Hoje enquanto trabalhava no computador fiquei olhando a Eliza brincar com os cachorros. Ela corria, fingia latir rolava pelo chão de grama recém cortada, enquanto motivava os outros a entrar na brincadeira. Uma verdadeira selvagem. A Eliza é um serzinho único. Cheia de vitalidade e imaginação.

E ela me ensinou muitas coisas, desde aquela parte de ser irmã mais velha e ter que aprender a ser responsável, a trocar fraldas e fazer mamadeiras. Ela também me ensinou a aproveitar as fases da vida com intensidade, de maneira livre e até a última gota. E talvez essa seja uma das parte que eu mais gosto nesse processo todo, aprender com a pirralha.

Alguns dizem que é preciso crescer e parar de ser criança. Concordo que as coisas mudam, com elas as perspectivas de vida e todo resto também. Não reclamo, sei que é preciso amadurecer. O ciclo da vida é irremediável e inevitável. Mas quem disse que não dá para guardar algo de infantil dentro de nós? Por quê não encarar o cotidiano com a mesma paixão de uma criança? Olhando a Eliza daqui eu só queria ter a mesma força e animação para encarar meus dias pela frente, como ela encara suas brincadeiras. VUOU blog ELiza 2

Sei que tenho muito que aprender e talvez minhas ideias mudem lá na frente. Tudo bem, estou sujeita aos meus erros e aceito. Mas uma coisa que ando tentando fazer ultimamente é “desamadurecer”. É meio controverso, mas acredite, parece funcionar. Sei que preciso amadurecer em alguns pontos, como trabalhar, abrir minha empresa, pagar contas, INSS, e tal. Essas coisas que eu não fazia até uns dias atrás e agora preciso fazer. Agora sou uma mulher, e querendo ou não, tenho responsabilidades de uma adulta. Ao passo que também estou tentando reaver meus espírito infantil em outros aspectos. Como ser mais curiosa, querer aprender mais, experimentar novas sensações e viver os meus dias com mais intensidade.

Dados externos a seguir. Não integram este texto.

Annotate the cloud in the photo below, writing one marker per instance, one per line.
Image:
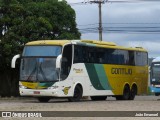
(138, 12)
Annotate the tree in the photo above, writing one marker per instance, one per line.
(22, 21)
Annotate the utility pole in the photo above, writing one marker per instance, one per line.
(99, 2)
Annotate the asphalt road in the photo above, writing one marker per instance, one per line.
(139, 105)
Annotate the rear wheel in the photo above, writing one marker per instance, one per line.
(133, 92)
(77, 94)
(126, 94)
(98, 98)
(157, 94)
(43, 99)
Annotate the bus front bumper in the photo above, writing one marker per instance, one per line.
(38, 92)
(154, 89)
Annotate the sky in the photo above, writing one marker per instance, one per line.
(116, 16)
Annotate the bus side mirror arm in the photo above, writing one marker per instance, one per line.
(58, 62)
(13, 63)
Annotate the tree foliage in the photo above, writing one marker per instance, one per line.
(22, 21)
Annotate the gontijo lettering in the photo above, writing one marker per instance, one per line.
(121, 71)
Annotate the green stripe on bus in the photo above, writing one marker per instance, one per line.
(98, 76)
(93, 76)
(102, 76)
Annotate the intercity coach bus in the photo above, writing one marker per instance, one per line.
(155, 76)
(77, 68)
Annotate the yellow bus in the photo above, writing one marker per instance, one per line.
(77, 68)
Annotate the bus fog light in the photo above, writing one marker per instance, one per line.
(53, 87)
(23, 87)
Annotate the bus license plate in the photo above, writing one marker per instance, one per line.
(36, 92)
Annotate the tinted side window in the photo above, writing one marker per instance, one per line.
(131, 60)
(80, 54)
(141, 58)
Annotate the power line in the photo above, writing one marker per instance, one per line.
(112, 1)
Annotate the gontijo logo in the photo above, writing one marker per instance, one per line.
(125, 71)
(21, 114)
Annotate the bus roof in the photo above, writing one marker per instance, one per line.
(157, 59)
(95, 43)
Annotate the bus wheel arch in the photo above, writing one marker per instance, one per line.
(133, 91)
(125, 94)
(77, 94)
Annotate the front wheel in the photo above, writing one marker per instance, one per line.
(98, 98)
(133, 92)
(77, 94)
(126, 94)
(43, 99)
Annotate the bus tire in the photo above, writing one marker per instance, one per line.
(43, 99)
(98, 98)
(157, 94)
(126, 94)
(77, 94)
(133, 92)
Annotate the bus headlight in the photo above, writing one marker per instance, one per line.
(53, 87)
(23, 87)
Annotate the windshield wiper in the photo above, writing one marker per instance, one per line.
(34, 70)
(43, 75)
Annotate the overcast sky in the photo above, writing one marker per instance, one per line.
(135, 14)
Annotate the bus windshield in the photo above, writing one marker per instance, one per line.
(155, 73)
(38, 63)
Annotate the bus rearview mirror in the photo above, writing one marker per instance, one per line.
(14, 59)
(58, 61)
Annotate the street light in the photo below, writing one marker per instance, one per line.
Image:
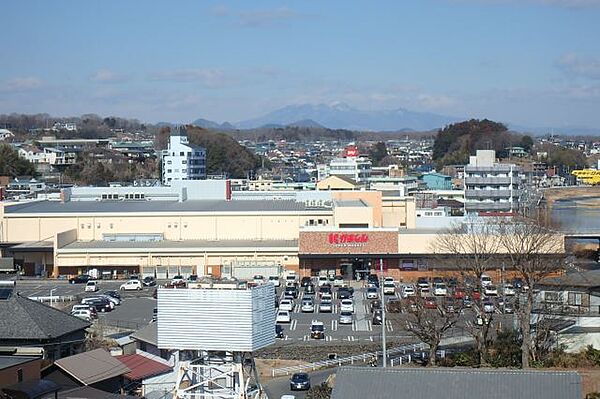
(384, 349)
(51, 291)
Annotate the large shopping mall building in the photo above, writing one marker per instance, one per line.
(198, 228)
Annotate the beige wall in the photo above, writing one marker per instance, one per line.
(232, 226)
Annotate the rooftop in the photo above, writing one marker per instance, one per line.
(455, 383)
(92, 366)
(192, 206)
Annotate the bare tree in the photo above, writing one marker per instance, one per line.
(472, 249)
(429, 321)
(535, 251)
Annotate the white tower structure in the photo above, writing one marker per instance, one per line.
(217, 329)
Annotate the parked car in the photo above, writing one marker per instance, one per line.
(149, 281)
(346, 318)
(91, 309)
(300, 382)
(377, 317)
(279, 331)
(291, 290)
(275, 281)
(91, 286)
(317, 330)
(286, 304)
(389, 288)
(440, 289)
(509, 290)
(408, 291)
(322, 281)
(346, 305)
(80, 279)
(283, 316)
(82, 314)
(308, 306)
(490, 290)
(326, 306)
(131, 285)
(100, 304)
(372, 293)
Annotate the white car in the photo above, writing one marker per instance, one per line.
(131, 285)
(485, 280)
(325, 306)
(509, 290)
(286, 304)
(283, 316)
(372, 293)
(408, 290)
(82, 314)
(490, 290)
(440, 289)
(389, 288)
(91, 286)
(308, 306)
(346, 305)
(346, 318)
(274, 280)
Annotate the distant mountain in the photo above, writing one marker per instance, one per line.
(206, 124)
(342, 116)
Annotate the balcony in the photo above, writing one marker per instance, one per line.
(492, 193)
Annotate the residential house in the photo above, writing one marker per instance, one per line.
(573, 299)
(24, 322)
(455, 383)
(95, 368)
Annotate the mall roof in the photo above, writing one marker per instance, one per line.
(178, 245)
(95, 207)
(379, 383)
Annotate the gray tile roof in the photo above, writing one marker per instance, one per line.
(53, 207)
(92, 367)
(24, 319)
(147, 334)
(405, 383)
(11, 361)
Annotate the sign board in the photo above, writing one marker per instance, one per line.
(348, 242)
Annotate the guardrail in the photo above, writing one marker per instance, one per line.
(401, 350)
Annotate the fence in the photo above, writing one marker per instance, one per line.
(393, 352)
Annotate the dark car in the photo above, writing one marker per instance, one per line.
(377, 317)
(149, 281)
(293, 291)
(101, 304)
(113, 293)
(300, 381)
(279, 331)
(80, 279)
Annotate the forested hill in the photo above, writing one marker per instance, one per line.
(223, 153)
(454, 143)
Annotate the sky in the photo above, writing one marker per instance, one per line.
(525, 62)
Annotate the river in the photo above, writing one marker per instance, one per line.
(579, 215)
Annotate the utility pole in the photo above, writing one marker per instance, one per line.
(383, 326)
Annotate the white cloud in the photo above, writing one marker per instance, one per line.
(257, 18)
(107, 76)
(21, 84)
(579, 66)
(209, 77)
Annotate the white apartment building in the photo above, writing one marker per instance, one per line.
(355, 168)
(490, 186)
(183, 161)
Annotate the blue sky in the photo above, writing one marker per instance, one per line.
(527, 62)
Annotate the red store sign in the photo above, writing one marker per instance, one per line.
(346, 238)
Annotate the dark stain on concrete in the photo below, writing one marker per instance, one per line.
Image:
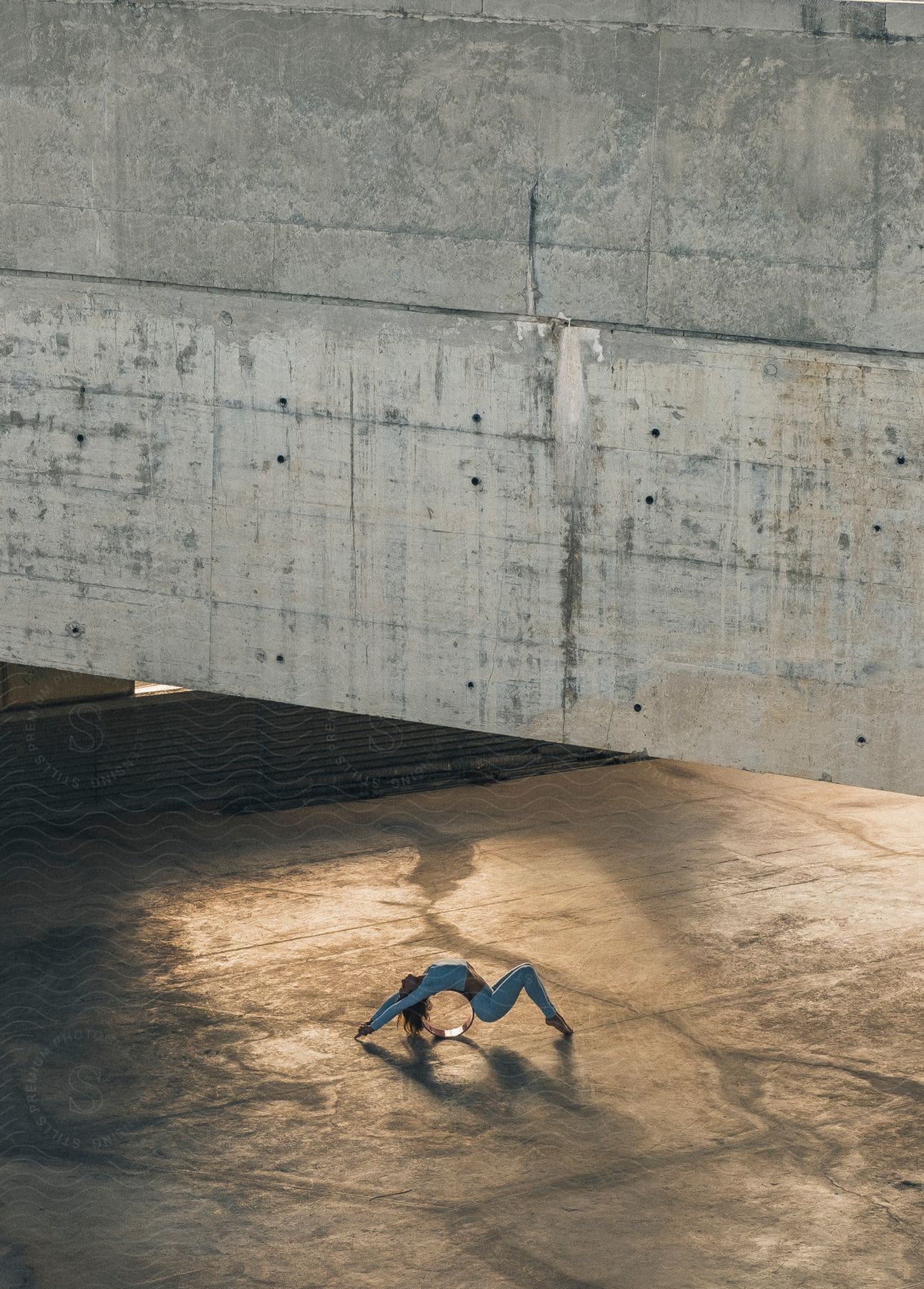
(185, 364)
(573, 580)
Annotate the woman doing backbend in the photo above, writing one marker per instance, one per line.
(489, 1003)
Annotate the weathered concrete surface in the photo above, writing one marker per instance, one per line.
(741, 1102)
(43, 686)
(446, 520)
(753, 183)
(764, 607)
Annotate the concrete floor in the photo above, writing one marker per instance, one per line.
(741, 1105)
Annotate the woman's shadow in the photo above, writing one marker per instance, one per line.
(508, 1076)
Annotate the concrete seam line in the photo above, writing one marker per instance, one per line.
(447, 311)
(477, 19)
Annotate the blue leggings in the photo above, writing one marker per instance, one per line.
(491, 1003)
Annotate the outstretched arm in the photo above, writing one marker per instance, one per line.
(394, 1005)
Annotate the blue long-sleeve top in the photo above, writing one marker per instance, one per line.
(446, 973)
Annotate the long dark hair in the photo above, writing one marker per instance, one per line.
(414, 1016)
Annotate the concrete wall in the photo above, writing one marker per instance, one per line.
(376, 219)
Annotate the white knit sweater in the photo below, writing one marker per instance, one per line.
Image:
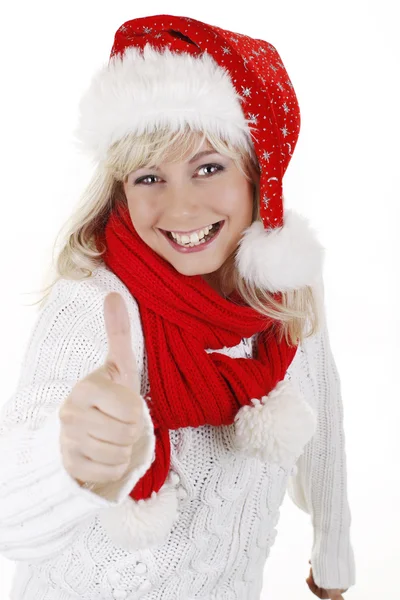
(62, 536)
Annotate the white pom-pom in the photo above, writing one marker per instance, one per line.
(144, 524)
(282, 258)
(277, 427)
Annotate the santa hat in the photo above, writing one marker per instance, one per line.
(175, 71)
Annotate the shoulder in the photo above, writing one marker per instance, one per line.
(75, 307)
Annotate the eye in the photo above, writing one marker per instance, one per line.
(218, 167)
(141, 180)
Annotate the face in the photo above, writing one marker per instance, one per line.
(187, 197)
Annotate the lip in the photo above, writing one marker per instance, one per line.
(194, 248)
(186, 232)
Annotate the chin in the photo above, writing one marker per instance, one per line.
(192, 269)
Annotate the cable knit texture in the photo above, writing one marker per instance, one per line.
(228, 503)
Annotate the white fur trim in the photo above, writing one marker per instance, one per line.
(143, 524)
(277, 427)
(140, 91)
(282, 258)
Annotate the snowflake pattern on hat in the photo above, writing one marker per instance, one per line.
(268, 99)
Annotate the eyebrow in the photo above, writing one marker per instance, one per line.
(192, 160)
(200, 154)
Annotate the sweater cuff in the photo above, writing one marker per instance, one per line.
(332, 561)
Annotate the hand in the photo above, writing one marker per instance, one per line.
(102, 418)
(332, 594)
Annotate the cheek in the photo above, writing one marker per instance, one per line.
(143, 213)
(237, 203)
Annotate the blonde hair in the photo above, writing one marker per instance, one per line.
(79, 255)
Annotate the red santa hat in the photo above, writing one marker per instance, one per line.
(176, 71)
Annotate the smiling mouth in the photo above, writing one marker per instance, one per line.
(209, 236)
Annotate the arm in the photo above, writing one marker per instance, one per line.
(41, 505)
(319, 487)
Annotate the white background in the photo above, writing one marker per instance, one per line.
(343, 61)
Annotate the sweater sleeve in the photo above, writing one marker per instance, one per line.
(319, 484)
(41, 506)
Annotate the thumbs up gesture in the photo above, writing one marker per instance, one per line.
(102, 418)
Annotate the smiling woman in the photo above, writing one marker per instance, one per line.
(184, 200)
(161, 177)
(140, 377)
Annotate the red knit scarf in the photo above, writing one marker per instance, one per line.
(181, 316)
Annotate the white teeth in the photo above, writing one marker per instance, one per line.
(193, 238)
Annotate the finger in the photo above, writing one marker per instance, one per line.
(120, 358)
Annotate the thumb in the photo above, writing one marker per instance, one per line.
(121, 360)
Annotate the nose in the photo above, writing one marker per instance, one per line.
(182, 204)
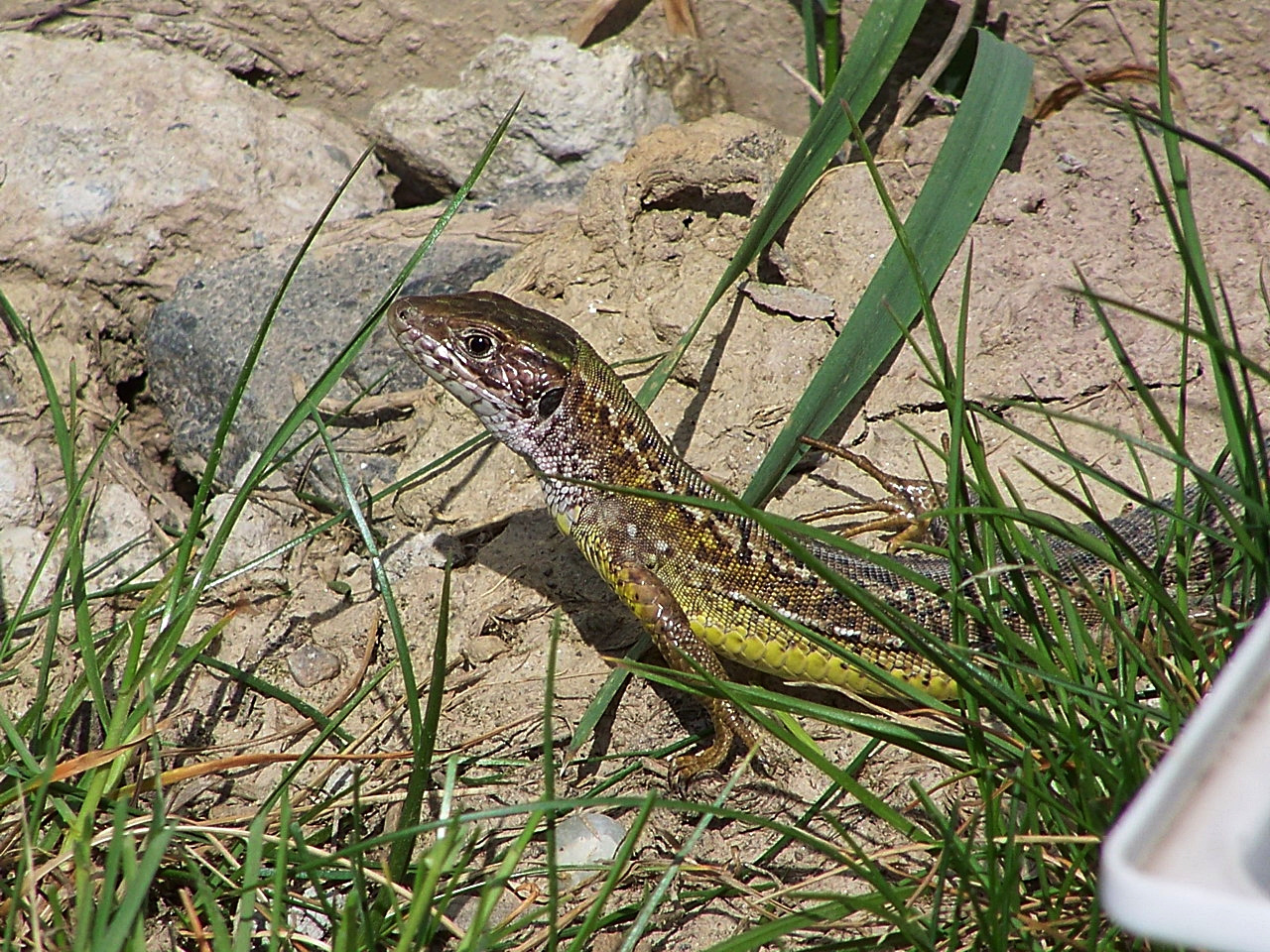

Creio que a vida é assim, um processo de aprendizado, onde deve se guardar o melhor de cada fase. Quando eu for mais velha, vou ter que aprender a guardar o meu espírito jovem também, e assim por diante. Acredito que nunca podemos esquecer o que já fomos, aprender com o que passamos e reavermos as melhores sensações do passado.

Bem, é isso que eu estava pensando, só quis compartilhar.

Enquanto isso fico aqui, observando o sol cair, vendo ao longe a Eliza brincar com o Lucky e com o Salvatore e pensando que mesmo que eu mude lá na frente (o que provavelmente vai acontecer) sempre concordarei com Thoreau:

“Todas as coisas boas são selvagens e livres”.